Perhaps most importantly, Anthropic introduced “endless chats” – a feature that eliminates the limitations of context windows by automatically summarizing previous parts of conversations as they get longer. “Within Claude AI, within the product itself, you effectively get these kind of infinite context windows because of the compaction, plus some of the memory stuff that we do,” Albert explains.

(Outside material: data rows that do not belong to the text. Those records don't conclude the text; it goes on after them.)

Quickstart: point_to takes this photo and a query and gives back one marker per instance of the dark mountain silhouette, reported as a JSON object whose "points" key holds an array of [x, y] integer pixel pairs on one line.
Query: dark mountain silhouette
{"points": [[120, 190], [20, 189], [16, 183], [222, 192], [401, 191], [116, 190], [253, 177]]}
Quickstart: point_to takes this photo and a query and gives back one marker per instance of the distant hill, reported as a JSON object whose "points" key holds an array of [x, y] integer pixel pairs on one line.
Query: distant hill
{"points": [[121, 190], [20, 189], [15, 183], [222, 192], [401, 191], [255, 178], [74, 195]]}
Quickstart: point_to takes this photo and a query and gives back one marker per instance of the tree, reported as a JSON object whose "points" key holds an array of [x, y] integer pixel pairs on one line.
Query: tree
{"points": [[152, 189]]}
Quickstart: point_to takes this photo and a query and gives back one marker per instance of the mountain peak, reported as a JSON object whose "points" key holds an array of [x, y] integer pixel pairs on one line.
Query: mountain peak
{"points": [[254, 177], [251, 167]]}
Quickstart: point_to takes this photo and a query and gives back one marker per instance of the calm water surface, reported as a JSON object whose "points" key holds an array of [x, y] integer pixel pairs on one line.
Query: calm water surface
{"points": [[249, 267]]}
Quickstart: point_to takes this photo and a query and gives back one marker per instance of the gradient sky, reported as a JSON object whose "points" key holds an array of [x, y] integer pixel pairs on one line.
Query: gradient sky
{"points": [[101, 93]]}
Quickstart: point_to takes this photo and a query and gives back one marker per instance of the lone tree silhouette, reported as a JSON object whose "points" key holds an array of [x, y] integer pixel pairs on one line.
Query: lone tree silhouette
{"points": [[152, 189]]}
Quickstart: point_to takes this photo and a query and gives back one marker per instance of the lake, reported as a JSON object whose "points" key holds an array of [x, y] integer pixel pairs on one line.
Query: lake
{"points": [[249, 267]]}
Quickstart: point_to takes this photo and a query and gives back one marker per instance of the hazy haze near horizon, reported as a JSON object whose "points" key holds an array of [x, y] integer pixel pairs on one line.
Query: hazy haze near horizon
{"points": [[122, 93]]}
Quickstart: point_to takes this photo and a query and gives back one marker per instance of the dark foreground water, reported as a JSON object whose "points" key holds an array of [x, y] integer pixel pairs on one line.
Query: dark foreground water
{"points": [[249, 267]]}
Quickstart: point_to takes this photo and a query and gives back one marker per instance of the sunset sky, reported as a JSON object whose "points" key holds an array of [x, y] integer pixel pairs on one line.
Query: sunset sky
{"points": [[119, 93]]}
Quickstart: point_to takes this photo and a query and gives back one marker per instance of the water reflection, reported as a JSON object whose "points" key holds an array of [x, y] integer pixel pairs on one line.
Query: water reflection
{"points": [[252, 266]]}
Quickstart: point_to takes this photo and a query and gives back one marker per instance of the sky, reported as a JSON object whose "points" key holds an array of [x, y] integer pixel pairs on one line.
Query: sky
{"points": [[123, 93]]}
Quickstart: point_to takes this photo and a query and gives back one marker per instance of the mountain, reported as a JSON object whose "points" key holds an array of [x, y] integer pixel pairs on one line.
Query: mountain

See also  Anthropic launches Cowork, a Claude Desktop agent that works in your files — no coding required

For developers, Anthropic has released programmatic tool calling, which allows Claude to write and run code that calls functions directly. Claude Code received an updated “Plan Mode” and became available on the desktop in research preview, allowing developers to run multiple AI agent sessions in parallel.

The market is surging as OpenAI and Google race to align performance and pricing

Anthropically achieved $2 billion in annual revenue during the first quarter of 2025, more than doubling from the $1 billion in the previous period. The number of customers spending more than $100,000 annually has increased eightfold in the past year.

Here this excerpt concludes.